El apoyo fue masivo. La abstención apenas rozó en 20%. El Sí logró vencer el Referéndum con un 75% de apoyos; mientras que el No se quedaba en el 15%. La nueva estructura estatal pasaría a tener tres capitales: Madrid, Lisboa y Barcelona, que se dividían las distintas tareas administrativas. El Estado respetaría la configuración federal de los territorios, como señalaba la última reforma de la Constitución Española (o como sucedía en EEUU y Alemania). El castellano seguía siendo lengua obligatoria en el territorio de la antigua España, mientras que en Portugal seguía siéndolo el portugués. Asimismo, las regiones con otras lenguas propias, como Cataluña o Galicia, seguirían teniendo cooficialidad de las mismas.

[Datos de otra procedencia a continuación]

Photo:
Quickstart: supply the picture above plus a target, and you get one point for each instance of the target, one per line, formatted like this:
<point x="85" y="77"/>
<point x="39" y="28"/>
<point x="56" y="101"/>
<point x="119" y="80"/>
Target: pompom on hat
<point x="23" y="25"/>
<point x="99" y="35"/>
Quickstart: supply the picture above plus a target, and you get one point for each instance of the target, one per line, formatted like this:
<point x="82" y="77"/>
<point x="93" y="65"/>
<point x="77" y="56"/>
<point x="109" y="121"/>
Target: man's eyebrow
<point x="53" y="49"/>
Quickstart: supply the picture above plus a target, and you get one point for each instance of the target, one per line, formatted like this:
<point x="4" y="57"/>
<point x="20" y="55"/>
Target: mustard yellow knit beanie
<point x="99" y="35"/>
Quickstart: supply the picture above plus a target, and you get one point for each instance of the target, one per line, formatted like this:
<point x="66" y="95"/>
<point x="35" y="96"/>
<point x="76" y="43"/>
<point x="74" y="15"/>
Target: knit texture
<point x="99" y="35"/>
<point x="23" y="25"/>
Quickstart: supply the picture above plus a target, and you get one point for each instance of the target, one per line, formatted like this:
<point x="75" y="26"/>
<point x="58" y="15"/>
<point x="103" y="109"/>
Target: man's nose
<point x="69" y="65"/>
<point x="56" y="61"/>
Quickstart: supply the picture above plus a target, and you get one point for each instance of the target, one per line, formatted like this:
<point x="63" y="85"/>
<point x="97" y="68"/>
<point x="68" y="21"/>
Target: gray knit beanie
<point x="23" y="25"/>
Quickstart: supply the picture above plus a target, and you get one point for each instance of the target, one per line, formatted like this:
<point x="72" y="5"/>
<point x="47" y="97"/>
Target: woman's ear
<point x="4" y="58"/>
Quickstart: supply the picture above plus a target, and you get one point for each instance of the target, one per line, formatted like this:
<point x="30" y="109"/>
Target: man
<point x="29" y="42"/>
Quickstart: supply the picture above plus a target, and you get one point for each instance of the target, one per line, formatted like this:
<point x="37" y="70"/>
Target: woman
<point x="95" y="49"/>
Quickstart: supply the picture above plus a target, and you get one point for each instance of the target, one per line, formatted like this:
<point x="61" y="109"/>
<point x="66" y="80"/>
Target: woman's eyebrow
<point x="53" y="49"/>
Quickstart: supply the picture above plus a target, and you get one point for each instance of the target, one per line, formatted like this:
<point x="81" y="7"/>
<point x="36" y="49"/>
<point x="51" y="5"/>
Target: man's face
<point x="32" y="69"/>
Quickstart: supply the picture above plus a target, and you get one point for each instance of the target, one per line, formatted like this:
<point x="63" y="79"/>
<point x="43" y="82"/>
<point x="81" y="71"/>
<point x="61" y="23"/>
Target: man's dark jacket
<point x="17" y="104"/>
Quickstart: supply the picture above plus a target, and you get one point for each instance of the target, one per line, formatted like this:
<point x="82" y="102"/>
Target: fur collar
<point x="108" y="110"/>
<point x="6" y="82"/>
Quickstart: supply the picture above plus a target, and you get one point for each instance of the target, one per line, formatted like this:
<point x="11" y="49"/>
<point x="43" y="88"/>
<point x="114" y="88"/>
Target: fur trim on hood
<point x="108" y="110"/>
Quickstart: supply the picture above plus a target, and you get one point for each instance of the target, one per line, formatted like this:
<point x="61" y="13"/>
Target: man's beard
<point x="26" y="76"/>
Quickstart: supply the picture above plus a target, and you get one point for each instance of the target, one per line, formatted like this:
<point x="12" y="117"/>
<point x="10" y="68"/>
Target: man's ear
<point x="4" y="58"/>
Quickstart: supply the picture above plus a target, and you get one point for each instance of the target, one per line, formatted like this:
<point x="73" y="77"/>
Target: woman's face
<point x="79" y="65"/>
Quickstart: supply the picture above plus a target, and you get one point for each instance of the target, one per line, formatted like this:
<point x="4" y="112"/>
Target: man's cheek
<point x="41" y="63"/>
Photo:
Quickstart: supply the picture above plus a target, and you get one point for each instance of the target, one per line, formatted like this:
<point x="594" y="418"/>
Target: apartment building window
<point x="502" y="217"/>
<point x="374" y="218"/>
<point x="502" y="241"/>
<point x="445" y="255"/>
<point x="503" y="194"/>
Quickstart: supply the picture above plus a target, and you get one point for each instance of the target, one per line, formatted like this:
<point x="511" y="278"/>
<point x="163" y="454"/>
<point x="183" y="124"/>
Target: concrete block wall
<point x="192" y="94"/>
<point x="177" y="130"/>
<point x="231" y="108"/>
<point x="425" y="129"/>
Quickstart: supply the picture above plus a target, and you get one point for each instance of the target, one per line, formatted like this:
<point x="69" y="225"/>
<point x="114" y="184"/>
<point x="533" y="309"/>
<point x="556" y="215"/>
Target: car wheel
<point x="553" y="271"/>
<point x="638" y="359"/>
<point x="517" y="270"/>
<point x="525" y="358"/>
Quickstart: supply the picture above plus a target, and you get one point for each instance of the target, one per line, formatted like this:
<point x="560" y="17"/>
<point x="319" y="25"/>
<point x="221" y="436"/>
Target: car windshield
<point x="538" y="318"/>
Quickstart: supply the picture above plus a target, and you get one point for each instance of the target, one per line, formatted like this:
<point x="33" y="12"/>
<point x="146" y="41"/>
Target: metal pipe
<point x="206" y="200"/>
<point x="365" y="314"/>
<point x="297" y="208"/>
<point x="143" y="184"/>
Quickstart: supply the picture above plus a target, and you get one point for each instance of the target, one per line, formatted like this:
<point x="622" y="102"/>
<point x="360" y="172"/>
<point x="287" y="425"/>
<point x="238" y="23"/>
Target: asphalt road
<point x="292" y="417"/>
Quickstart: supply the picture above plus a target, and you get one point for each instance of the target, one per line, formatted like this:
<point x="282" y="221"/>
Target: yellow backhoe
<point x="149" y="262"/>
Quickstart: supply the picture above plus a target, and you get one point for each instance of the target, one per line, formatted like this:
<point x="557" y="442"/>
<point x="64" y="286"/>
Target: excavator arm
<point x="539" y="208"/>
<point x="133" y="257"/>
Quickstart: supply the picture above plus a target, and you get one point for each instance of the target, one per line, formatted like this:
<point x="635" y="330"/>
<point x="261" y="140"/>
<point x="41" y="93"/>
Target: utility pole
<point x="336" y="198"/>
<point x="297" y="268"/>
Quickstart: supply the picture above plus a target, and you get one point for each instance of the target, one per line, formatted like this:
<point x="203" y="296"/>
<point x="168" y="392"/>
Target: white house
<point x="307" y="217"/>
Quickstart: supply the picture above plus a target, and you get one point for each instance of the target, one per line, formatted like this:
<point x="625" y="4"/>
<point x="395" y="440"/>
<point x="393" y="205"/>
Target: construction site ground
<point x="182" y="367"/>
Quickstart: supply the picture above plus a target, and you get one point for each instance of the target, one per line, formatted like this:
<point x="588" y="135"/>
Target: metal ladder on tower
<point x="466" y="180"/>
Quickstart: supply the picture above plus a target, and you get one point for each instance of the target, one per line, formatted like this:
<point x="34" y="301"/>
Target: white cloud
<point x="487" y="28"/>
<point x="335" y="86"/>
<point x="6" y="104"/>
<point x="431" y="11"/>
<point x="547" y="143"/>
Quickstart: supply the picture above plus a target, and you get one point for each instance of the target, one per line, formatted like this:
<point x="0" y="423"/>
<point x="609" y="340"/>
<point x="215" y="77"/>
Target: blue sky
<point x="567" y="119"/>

La responsabilidad de los nuevos líderes europeos provocó el último de los cambios profundos que se produjeron: la verdadera constitución de unos “Estados Unidos de Europa”, con una Constitución propia, y donde no figuraba Gran Bretaña y si lo haría desde 2030, Turquía. Esta unión política buscó desde el primer momento una mayor responsabilidad de sus miembros (con sanciones automáticas por no seguir las directrices acordadas) y una búsqueda del bienestar común, reclamando que nunca más se volvería a permitir que sucediesen cosas tan graves como en el período 2008-2013.

Y nunca más sucedieron, o al menos hasta ahora ha sido así.

España no volvió a ser lo mismo. Europa tampoco.